Welcome to the age of design. Not only is it a leading topic in branding blogs and publications, but design has also taken over the traditional business press. When even the Harvard Business Review’s cover story is about design, it signals that design’s message has reached the executive levels in every industry.
This message is all too often centered on design as an end result, an artifact, and a noun. In fact, Design (with a capital D) is actually a process, a verb, and a way of making decisions. Design Thinking is a topic that has been going viral. With all of the articles, conversations, and talks focused on it, Design Thinking is here to stay.
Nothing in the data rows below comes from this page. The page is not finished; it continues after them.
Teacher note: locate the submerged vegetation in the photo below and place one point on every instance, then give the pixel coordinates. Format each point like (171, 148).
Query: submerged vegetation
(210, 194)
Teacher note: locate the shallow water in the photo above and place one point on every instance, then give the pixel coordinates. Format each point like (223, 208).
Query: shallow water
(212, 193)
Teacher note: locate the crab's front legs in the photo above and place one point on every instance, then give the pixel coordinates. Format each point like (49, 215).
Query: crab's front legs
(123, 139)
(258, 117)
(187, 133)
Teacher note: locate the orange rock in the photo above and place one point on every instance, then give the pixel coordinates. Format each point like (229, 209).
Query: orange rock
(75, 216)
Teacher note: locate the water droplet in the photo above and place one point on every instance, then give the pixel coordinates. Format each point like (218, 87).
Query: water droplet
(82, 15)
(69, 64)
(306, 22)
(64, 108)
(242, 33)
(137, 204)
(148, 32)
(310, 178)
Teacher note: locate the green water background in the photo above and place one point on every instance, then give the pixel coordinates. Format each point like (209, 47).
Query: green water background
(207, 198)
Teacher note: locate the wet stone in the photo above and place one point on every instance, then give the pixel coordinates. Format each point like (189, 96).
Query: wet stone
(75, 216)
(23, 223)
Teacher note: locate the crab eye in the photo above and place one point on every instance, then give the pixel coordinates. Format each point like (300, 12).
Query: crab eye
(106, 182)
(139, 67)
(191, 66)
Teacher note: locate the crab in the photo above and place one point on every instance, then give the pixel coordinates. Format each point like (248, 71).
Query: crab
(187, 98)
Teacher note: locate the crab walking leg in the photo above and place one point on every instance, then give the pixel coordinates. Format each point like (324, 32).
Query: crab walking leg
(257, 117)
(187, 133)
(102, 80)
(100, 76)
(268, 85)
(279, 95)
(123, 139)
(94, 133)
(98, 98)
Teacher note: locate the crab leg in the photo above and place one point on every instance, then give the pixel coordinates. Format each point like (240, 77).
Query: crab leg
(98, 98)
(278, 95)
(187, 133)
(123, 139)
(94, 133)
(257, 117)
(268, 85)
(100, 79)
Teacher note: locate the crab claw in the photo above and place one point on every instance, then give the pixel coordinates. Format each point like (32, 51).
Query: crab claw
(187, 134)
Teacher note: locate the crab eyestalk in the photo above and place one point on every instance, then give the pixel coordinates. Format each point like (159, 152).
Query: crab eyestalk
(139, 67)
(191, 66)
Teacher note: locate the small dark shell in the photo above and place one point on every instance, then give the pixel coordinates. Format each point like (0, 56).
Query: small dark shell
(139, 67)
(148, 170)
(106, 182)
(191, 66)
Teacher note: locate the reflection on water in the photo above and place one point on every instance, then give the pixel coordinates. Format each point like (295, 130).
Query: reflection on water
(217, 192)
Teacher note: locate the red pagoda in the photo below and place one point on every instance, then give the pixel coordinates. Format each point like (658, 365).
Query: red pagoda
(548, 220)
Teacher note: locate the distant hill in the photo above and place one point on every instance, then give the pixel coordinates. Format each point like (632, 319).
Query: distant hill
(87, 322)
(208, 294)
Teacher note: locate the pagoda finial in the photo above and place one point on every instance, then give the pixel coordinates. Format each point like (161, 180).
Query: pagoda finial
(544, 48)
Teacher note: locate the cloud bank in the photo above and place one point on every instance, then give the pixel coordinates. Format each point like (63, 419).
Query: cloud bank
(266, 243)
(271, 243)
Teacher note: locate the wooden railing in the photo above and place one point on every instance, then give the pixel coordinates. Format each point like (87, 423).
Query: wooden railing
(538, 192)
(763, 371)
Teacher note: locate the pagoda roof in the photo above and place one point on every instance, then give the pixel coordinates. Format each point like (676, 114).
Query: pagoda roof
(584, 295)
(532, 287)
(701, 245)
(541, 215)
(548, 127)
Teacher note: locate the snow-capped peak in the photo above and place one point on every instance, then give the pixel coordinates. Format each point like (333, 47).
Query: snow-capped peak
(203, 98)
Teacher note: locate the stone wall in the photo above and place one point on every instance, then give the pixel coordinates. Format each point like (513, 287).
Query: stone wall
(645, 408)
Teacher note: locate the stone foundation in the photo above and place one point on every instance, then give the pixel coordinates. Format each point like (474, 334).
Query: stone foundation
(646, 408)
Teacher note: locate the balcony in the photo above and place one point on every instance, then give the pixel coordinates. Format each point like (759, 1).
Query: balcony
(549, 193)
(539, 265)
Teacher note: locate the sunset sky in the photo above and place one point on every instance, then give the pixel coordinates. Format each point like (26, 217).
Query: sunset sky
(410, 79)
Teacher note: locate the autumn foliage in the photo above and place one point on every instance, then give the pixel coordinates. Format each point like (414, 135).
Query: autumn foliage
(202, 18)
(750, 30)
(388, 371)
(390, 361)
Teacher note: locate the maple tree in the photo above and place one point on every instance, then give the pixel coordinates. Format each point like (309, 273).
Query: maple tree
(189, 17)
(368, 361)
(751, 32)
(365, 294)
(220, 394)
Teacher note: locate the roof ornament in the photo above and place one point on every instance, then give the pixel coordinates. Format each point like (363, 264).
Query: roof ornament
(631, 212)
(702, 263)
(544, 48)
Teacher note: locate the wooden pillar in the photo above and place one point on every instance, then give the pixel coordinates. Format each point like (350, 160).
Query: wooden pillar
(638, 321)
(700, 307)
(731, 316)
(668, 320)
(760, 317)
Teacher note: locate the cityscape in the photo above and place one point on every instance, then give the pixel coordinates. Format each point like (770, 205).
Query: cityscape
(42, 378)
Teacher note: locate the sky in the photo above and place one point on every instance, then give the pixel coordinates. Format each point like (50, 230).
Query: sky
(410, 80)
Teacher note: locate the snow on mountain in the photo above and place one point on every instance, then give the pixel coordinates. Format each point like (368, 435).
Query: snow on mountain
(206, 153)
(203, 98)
Design Thinking is a problem-solving process that is very different than linear thinking, yet it is proving to be just as effective. Linear thinking begins with what is known or what can be verified. From that basis, the methodology progresses in a logical, mathematical fashion to a small set of solutions. Design Thinking challenges both what is known and what has worked or not worked before. It re-imagines the problem and approaches the core of the issue from multiple perspectives. Whereas linear thinking begins with, “What do we know?”, Design Thinking starts with, “Wouldn’t it be cool if…?”. Just changing this initial question redefines problems by looking at the larger picture of possibility rather than the narrow scope of “fixing the problem”. From the beginning, Design Thinking immediately conceptualizes a large number of potential solutions or cross-disciplinary ideas. To paraphrase Thoreau, this way of thinking first envisions “castles in the air” and then builds foundations underneath them.